PC Construction Resources?

(Also posted to Superuser)

Hi there lazyweb. A non code-related question today:

The last time I built a PC the tricky parts were knowing the difference between ISA, VLB, and PCI cards; juggling IRQs; and getting IDE master/slave right. Now I’m helping my stepson build a gaming PC and I’ve realised that PC internals have changed a lot since then. Multiple fans, thermal paste, dual-channel RAM configurations, a bizarre array of power supply connectors – it’s a different world.

I am looking for a concise resource for boning up on PC construction. Not a whole hardware enthusiast website, but a book or series of articles which covers current hardware technology, what plugs in where, common gotchas, how to know if I’m managing heat effectively, that sort of thing. Any recommendations?

5 comments

  1. Here's one possible resource:
    http://arstechnica.com/hardware/guides/2009/10/
    AnandTech has a lot of good information as well, but they haven't recently summarized things into a guide.

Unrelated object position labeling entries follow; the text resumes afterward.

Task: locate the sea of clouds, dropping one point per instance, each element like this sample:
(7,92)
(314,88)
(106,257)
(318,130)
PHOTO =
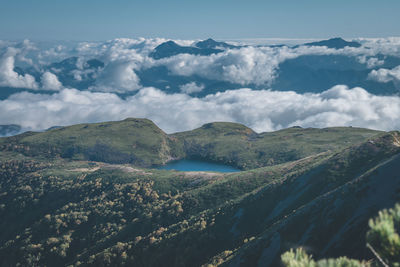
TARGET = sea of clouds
(262,110)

    If I had to pass on a few observations, they would be:
    A) Motherboards are more important than they once were, and are back to being as expensive as they were in the Pentium Pro days.
    B) Building 'complete' PCs is more important than before; you rarely need more peripherals than a video card and storage; making sure those are well-matched to the rest of your parts is your #1 chance to succeed or fail. This includes simple things like making sure your CPU is fast enough to keep your video card busy when you want it to, as well as trickier things like making sure your parts don't have known incompatibilities with each other.
    C) Cases are important again; instead of lots of small warm parts, PCs have relatively few white-hot parts now. Here is a good resource for case reviews; spend some time on this step, it is worth it: http://silentpcreview.com/

    Also, this is the era of optimizing for latency, rather than throughput, generally speaking.